今回は、日本の高山ならおよそどこででも見られる「ハクサンイチゲ」を紹介します。キンポウゲ科イチリンソウ属の多年草で、北海道から本州中部の高山帯の湿った草原に普通に生えます。漢字で“白山一華”と書きます。
ハクサンイチゲは亜高山帯~高山帯のお花畑で大群落を作ることが知られていますが、私自身も白山はもちろん、南・北・中央アルプス、八ヶ岳や鳥海山など、多くの山々でハクサンイチゲの群落を含むきれいで壮大なお花畑に出合っています。山梨県内では御坂山塊などで見かけますが、群生するまでは多くありません。
写真のように可憐な花ですが、とても生命力の強い野草であると認識しています。1、2枚目は権現岳直下の急斜面の岩壁に生えるハクサンイチゲですが、わずかに堆積した土にすがりつくように根を張り、多くの花を咲かせています。

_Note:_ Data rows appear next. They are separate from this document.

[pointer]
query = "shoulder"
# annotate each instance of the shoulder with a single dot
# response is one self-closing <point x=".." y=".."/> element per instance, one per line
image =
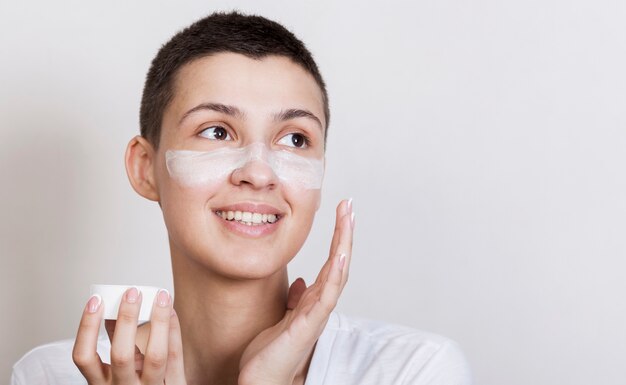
<point x="361" y="351"/>
<point x="52" y="364"/>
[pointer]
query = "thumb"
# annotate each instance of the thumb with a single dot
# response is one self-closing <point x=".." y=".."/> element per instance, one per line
<point x="295" y="293"/>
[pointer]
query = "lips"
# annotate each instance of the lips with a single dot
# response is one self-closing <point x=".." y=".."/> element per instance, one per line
<point x="249" y="219"/>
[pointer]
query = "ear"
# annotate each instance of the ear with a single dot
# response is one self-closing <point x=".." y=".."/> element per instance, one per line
<point x="140" y="162"/>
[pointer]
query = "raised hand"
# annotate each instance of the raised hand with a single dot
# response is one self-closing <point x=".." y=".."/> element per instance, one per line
<point x="163" y="359"/>
<point x="280" y="355"/>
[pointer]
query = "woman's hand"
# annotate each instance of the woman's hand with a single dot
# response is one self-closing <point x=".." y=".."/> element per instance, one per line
<point x="280" y="355"/>
<point x="163" y="361"/>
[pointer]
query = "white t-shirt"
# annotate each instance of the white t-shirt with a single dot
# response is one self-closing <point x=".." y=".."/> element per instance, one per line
<point x="350" y="351"/>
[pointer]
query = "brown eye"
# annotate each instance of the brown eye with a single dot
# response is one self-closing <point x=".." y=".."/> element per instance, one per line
<point x="294" y="140"/>
<point x="215" y="133"/>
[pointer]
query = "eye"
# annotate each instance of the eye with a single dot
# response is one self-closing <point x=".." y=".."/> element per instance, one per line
<point x="215" y="133"/>
<point x="294" y="140"/>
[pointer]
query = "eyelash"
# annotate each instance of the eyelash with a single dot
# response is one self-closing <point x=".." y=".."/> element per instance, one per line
<point x="307" y="140"/>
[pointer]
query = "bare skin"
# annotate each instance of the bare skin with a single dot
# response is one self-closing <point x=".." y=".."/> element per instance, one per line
<point x="236" y="320"/>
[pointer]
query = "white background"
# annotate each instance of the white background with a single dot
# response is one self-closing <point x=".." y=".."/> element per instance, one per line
<point x="483" y="142"/>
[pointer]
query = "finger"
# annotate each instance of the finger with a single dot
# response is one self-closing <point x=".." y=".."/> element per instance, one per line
<point x="319" y="313"/>
<point x="295" y="293"/>
<point x="85" y="354"/>
<point x="343" y="208"/>
<point x="337" y="275"/>
<point x="341" y="222"/>
<point x="155" y="359"/>
<point x="175" y="370"/>
<point x="123" y="343"/>
<point x="109" y="326"/>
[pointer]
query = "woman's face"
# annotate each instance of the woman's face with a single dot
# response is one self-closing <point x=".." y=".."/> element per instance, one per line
<point x="245" y="120"/>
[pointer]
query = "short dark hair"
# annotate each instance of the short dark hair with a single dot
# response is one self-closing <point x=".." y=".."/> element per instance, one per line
<point x="253" y="36"/>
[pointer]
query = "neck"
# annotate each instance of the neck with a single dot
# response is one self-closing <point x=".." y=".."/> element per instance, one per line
<point x="219" y="317"/>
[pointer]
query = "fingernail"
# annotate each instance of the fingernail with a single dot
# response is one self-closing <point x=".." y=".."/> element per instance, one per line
<point x="132" y="295"/>
<point x="342" y="261"/>
<point x="163" y="298"/>
<point x="94" y="303"/>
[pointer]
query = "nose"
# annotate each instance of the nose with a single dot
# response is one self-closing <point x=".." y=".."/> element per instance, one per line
<point x="256" y="173"/>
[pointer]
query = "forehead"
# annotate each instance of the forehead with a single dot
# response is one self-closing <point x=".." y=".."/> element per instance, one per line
<point x="259" y="87"/>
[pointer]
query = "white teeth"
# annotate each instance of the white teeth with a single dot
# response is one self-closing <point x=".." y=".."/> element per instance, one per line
<point x="248" y="218"/>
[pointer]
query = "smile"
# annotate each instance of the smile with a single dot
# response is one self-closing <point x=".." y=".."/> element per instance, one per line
<point x="248" y="218"/>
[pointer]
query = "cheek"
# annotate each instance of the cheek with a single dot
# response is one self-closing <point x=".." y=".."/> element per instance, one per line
<point x="200" y="170"/>
<point x="298" y="172"/>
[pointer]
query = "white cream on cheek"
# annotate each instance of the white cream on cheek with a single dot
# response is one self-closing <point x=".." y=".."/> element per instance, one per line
<point x="205" y="168"/>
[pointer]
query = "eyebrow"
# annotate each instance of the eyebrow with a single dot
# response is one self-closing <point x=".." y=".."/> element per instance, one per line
<point x="291" y="113"/>
<point x="217" y="107"/>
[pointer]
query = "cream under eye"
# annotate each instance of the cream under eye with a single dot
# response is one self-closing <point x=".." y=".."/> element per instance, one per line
<point x="215" y="133"/>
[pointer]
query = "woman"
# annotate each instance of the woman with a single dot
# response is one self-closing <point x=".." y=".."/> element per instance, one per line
<point x="234" y="118"/>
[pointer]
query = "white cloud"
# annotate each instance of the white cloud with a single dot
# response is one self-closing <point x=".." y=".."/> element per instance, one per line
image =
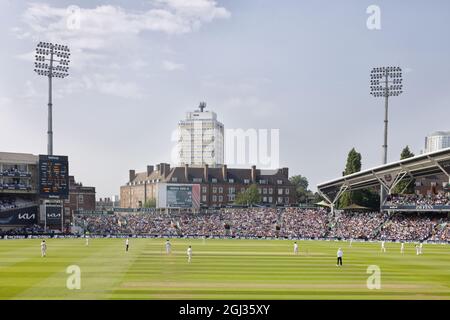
<point x="172" y="66"/>
<point x="97" y="39"/>
<point x="94" y="27"/>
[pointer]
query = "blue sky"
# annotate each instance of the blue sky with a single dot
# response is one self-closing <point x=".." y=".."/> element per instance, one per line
<point x="298" y="66"/>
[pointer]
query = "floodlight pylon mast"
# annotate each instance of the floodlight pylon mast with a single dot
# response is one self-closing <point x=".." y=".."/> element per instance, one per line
<point x="50" y="111"/>
<point x="46" y="52"/>
<point x="385" y="82"/>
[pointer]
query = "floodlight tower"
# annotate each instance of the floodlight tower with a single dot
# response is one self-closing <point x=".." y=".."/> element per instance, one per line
<point x="52" y="60"/>
<point x="385" y="82"/>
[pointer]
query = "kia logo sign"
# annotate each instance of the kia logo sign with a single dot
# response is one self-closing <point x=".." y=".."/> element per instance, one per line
<point x="26" y="216"/>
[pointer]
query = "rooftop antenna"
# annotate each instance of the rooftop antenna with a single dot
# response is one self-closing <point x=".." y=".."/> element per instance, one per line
<point x="202" y="106"/>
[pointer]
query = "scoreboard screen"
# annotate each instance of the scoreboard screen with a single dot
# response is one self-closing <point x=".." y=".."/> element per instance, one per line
<point x="179" y="196"/>
<point x="53" y="177"/>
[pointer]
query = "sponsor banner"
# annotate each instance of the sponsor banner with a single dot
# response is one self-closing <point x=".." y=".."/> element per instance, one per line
<point x="417" y="207"/>
<point x="53" y="214"/>
<point x="389" y="178"/>
<point x="183" y="196"/>
<point x="445" y="165"/>
<point x="20" y="216"/>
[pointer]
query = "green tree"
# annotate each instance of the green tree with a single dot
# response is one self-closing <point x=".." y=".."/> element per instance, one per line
<point x="406" y="186"/>
<point x="353" y="165"/>
<point x="249" y="196"/>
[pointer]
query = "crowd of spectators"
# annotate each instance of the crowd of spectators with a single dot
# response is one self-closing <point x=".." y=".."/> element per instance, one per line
<point x="272" y="222"/>
<point x="34" y="229"/>
<point x="356" y="225"/>
<point x="8" y="203"/>
<point x="408" y="226"/>
<point x="304" y="223"/>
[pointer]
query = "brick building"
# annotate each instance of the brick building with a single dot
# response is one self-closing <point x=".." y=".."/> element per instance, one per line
<point x="80" y="198"/>
<point x="219" y="186"/>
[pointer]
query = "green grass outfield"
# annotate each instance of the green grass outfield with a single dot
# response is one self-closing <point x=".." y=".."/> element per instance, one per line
<point x="220" y="269"/>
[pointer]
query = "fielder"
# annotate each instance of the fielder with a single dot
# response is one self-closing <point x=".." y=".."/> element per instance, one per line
<point x="168" y="247"/>
<point x="383" y="248"/>
<point x="189" y="253"/>
<point x="340" y="253"/>
<point x="43" y="249"/>
<point x="295" y="248"/>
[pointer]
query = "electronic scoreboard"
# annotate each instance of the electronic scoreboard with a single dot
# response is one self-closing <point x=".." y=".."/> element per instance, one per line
<point x="53" y="177"/>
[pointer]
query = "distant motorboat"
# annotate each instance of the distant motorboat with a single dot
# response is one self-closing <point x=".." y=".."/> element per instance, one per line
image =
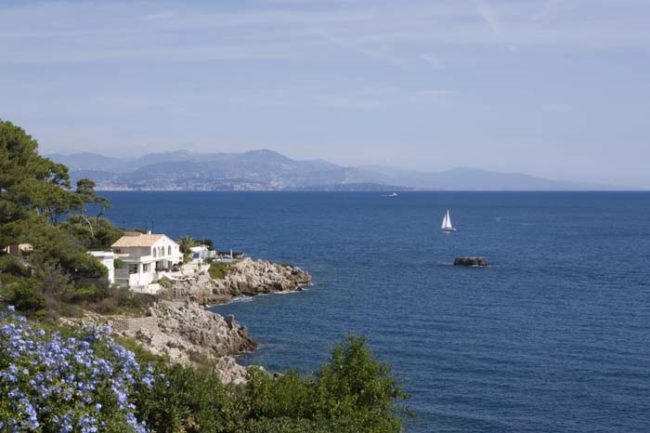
<point x="446" y="223"/>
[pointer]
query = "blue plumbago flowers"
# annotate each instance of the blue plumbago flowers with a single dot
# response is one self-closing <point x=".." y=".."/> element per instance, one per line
<point x="82" y="382"/>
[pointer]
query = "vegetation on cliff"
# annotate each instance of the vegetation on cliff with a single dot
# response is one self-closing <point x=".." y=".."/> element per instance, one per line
<point x="81" y="380"/>
<point x="56" y="378"/>
<point x="39" y="206"/>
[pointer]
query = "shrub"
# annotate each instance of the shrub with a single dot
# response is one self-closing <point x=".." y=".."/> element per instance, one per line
<point x="218" y="270"/>
<point x="83" y="382"/>
<point x="14" y="266"/>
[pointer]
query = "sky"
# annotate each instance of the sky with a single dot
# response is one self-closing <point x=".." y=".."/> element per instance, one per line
<point x="554" y="88"/>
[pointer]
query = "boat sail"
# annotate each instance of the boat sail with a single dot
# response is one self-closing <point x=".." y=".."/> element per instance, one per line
<point x="446" y="223"/>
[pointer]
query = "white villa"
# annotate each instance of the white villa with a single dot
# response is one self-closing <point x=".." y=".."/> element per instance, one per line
<point x="106" y="258"/>
<point x="144" y="257"/>
<point x="200" y="253"/>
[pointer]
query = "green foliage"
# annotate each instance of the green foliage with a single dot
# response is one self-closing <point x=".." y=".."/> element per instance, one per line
<point x="14" y="266"/>
<point x="35" y="195"/>
<point x="192" y="400"/>
<point x="24" y="296"/>
<point x="78" y="380"/>
<point x="218" y="270"/>
<point x="96" y="233"/>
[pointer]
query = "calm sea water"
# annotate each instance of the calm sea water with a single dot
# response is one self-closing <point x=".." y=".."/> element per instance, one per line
<point x="553" y="337"/>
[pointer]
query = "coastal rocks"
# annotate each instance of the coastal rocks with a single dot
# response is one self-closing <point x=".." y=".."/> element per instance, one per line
<point x="251" y="277"/>
<point x="470" y="261"/>
<point x="188" y="334"/>
<point x="246" y="277"/>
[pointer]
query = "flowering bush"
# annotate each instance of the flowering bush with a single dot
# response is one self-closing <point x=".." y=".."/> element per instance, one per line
<point x="82" y="382"/>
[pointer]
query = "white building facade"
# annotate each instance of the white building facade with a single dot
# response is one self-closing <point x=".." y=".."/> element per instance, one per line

3枚目は、名前のように鋸の歯のギザギザした岩山の垂直に近い岩の切れ目で咲いていました。4枚目は、日本で一番高い所に咲くハクサンイチゲです。標高3,100mを超える場所ですが、『こんなところに!?』というのが第一印象でした。少し平らな場所なので雪の恩恵を受けているかもしれません。
高山草原でのハクサンイチゲの大群落は疲れを癒してくれるだけでなく、急勾配の登りなどでは『がんばれ!』と励ましてくれます。